Skip to content

Commit

Permalink
Merge 'cql3: convert the SELECT clause evaluation phase to expression…
Browse files Browse the repository at this point in the history
…s' from Avi Kivity

SELECT clause components (selectors) are currently evaluated during query execution
using a stateful class hierarchy. This state is needed to hold intermediate state while
aggregating over multiple rows. Because the selectors are stateful, we must re-create
them each query using a selector_factory hierarchy.
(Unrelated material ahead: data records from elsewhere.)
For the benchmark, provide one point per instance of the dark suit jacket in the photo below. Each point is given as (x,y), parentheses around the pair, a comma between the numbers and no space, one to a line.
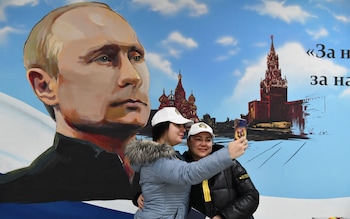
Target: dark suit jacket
(70,170)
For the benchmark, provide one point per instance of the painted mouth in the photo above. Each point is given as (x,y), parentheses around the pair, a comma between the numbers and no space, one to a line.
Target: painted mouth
(128,103)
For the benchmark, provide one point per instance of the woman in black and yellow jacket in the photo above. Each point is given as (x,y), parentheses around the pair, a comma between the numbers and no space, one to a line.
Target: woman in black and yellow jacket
(228,195)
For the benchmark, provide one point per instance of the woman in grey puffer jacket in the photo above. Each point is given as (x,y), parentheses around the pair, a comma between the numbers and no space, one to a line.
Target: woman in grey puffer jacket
(166,180)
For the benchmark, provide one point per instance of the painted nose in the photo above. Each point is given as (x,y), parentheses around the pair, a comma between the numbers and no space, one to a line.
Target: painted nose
(129,76)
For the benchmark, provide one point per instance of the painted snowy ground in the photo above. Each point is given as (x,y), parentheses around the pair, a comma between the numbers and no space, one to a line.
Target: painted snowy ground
(300,179)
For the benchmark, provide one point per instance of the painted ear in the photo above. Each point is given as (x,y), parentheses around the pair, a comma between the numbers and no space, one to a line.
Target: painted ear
(44,86)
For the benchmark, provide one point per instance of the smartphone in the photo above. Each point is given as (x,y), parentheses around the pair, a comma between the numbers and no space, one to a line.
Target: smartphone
(240,126)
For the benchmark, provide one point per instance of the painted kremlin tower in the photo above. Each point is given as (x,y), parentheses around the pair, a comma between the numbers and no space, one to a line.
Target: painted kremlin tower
(273,113)
(185,106)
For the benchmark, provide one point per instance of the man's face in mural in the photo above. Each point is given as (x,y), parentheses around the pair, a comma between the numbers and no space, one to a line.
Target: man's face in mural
(103,79)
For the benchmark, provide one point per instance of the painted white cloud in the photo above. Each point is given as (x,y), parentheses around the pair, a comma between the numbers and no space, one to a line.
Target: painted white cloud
(322,32)
(172,7)
(6,3)
(227,41)
(156,61)
(278,9)
(339,17)
(176,42)
(177,38)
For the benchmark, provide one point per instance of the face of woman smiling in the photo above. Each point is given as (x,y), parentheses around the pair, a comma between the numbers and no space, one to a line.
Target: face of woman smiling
(175,134)
(103,80)
(200,145)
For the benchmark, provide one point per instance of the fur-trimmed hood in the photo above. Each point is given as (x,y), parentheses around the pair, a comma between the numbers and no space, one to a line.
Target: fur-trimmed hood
(146,151)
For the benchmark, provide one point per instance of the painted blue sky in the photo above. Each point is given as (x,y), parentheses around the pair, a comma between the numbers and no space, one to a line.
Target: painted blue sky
(219,46)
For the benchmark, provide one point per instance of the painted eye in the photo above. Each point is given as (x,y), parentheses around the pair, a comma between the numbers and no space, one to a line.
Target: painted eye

We'd like to convert all of this to the unified expression evaluation machinery, so we can
have just one grammar for expressions, and just one way to evaluate expressions, but
the statefulness makes this complex.

In commit 59ab9aa "(Merge 'functions: reframe aggregate functions in terms
of scalar functions' from Avi Kivity)", we made aggregate functions stateless, moving
their state to aggregate_function_selector::_accumulator, and therefore into the
class hierarchy we're addressing now. Another reason for keeping state is that selectors
that aren't aggregated capture the first value they see in a GROUP BY group.
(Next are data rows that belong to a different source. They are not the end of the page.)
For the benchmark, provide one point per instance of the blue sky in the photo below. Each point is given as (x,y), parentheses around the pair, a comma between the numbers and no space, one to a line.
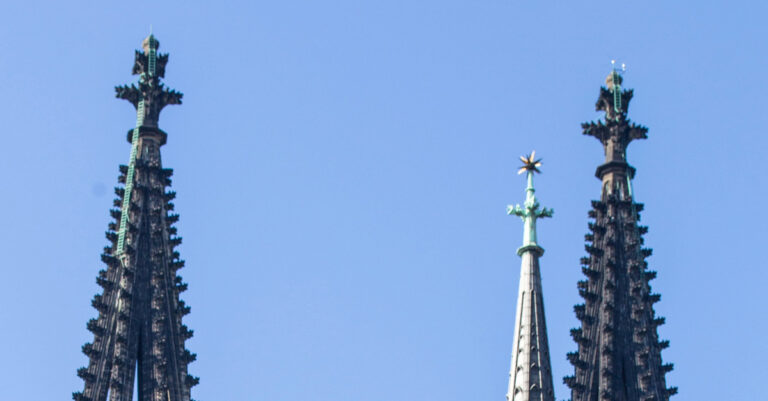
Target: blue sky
(343,169)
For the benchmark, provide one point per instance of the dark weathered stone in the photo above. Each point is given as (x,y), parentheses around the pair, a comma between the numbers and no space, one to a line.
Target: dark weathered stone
(139,327)
(619,352)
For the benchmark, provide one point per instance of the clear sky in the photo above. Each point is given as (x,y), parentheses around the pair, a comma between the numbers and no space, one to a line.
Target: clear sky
(343,169)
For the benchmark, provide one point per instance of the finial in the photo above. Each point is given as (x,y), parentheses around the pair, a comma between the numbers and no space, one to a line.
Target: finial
(530,211)
(529,163)
(150,42)
(613,82)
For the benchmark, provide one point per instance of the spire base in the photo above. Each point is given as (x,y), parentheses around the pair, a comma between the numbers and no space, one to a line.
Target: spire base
(615,167)
(534,249)
(148,131)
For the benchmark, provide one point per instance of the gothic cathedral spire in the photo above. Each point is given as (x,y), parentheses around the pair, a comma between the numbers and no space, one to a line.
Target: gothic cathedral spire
(619,352)
(138,330)
(530,377)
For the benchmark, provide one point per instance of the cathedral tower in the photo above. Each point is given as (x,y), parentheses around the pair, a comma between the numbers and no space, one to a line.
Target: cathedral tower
(530,377)
(619,352)
(138,334)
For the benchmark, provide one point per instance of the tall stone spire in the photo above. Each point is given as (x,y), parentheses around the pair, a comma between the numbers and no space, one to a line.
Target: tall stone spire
(138,330)
(530,377)
(619,352)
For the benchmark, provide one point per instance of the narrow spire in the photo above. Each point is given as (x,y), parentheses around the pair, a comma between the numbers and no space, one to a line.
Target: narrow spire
(530,376)
(619,350)
(138,335)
Since expressions can't contain state directly, we break apart expressions that contain
aggregate functions into two: an inner expression that processes incoming rows within
a group, and an outer expression that generates the group's output. The two expressions
communicate via a newly introduced expression element: a temporary.

The problem of non-aggregated columns requiring state is solved by encapsulating
those columns in an internal aggregate function, called the "first" function.

In terms of performance, this series has little effect, since the common case of selectors
that only contain direct column references without transformations is evaluated via a fast
path (`simple_selection`). This fast-path is preserved with almost no changes.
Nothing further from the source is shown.